By Chris WittsSaturday 31 Aug 2024Morning Devotions with Chris WittsFaithReading Time: 1 minute
Transcript:
Just imagine you’ve got jet lag plus an overwhelming feeling of grief. That’s how one person described what depression is like. Somebody else said it was like having a migraine headache that never goes way.
I’m talking about this significant problem we call depression, and how common it is today. Depression is widespread, and the professional health people say that a quarter of us have or will experience it sometime. Maybe you know what it feels like. The researchers tell us that depression is increasing more and more and is causing acute anguish.
The United Nations’ World Health Organization (WHO) named depression as the world’s number one health problem. They said that by the year 2020, depression would probably rank second only to heart disease. On any given day, it affects 18 million people in the USA, and 12 million go untreated. So, it has become a huge stigma associated with weakness, and people will do anything to hide it from their friends and family.
Depression can have many causes
Depression can be caused by a chemical imbalance in the body. Improper diet, inadequate rest, or inadequate exercise can also cause it. So can an extended illness, or a constant pain. I read recently that, in the USA, back pain is a leading cause of depression. Depression affects the body so adversely that it can contribute to an early death. Many depressed people take their lives, and others allow themselves to give up over a period of years.
Harry Emerson Fosdick, the founding minister of Riverside Church in New York City, and one of the great Christian leaders of the last century had depression as a young man. So when he heard about a friend and fellow pastor who was depressed, he wrote to him and said, “People will tell you to pull yourself up by your bootstraps. But don’t you believe it because what you would normally pull yourself up with, is already broken.”
Those who are depressed understand this. They did not choose it; it is as if it chose them. It is not a condition that is isolated in the soul, subject to religious discipline, because, as one person who had been depressed put it, “When you are depressed, it is so clear that body, mind and spirit are inseparable and you wish it weren’t so”.
Is there any hope for those who suffer? Does God understand how depressed people feel? I’m sure he does. Christians suffer in this way; it’s like the bottom falls out of their soul—so dark is that period! It was Saint John of the Cross in the 16th century who first coined the phrase, the night of the soul. It refers to a difficult time of testing and, ultimately, of spiritual growth.
It is also a phrase that is sometimes borrowed to describe depression. And it is true that there are those who have found that their spiritual lives have been deepened by their experience of depression—Martin Luther comes to mind, and Mahatma Gandhi as well—but that is only once the depression itself has passed, if even then.
When you’re in the midst of depression, it is not something to learn from as much as it is something to get through. Anita Barrows, a poet who has battled depression, put it this way: “In the fire what you get is the fire.”
God is in the midst
Where is God in all of this? Where is God in the midst of depression? God is in the midst. That’s where God is—there, with the person who is depressed, in the thick of it, there in the valley of the shadow, right there.
The Psalmist knew dark times of the soul, but he was astonished to find God was there all the time:
I can never be lost to Your Spirit. I can never get away from my God. If I go up to Heaven, you are there. If I go down to the place of the dead, you are there. If I ride the morning winds to the farthest oceans, even there your hand will guide me, your strength will support me. For even darkness cannot hide from God; to you, the night shines as bright as day.” (Psalm 139: 7-12 – TLB)

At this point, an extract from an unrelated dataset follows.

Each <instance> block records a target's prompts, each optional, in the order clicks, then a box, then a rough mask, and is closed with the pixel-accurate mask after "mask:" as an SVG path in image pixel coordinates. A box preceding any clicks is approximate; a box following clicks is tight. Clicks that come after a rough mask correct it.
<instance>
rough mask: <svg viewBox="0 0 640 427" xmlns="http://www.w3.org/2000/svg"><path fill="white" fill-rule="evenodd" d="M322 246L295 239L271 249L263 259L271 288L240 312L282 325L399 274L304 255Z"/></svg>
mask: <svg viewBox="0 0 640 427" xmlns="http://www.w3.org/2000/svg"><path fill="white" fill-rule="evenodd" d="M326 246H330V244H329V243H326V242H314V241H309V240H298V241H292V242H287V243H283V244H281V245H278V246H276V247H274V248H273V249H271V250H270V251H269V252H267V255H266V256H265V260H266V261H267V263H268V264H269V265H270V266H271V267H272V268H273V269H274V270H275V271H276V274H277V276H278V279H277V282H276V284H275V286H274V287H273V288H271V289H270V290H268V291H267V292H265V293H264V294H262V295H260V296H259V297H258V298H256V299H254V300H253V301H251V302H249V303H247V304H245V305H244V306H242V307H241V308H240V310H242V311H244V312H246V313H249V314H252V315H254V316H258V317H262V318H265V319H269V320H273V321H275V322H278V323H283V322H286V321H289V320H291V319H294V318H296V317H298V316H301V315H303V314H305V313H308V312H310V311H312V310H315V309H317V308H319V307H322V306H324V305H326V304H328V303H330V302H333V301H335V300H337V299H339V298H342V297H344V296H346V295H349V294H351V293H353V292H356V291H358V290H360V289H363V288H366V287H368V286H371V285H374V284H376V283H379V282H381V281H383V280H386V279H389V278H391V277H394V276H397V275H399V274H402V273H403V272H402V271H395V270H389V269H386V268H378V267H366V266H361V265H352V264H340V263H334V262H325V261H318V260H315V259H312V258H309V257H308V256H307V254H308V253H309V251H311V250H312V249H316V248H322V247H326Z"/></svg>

The Apostle Paul, who experienced the full range of human experiences and emotions, including the heights of ecstasy and the depths of despair, was able to say:
I am sure that neither death, nor life, nor angels, nor principalities, nor things present, nor things to come, nor powers, nor height, nor depth, nor anything else in all creation, will be able to separate us from the love of God in Christ Jesus our Lord. (Romans 8:38-39 – ESV)
If today you are depressed, there is a reason for this black cloud. Talk to your doctor, a close friend, your minister or a competent counsellor. Above all, talk to God. He understands you fully, and loves and cares for you.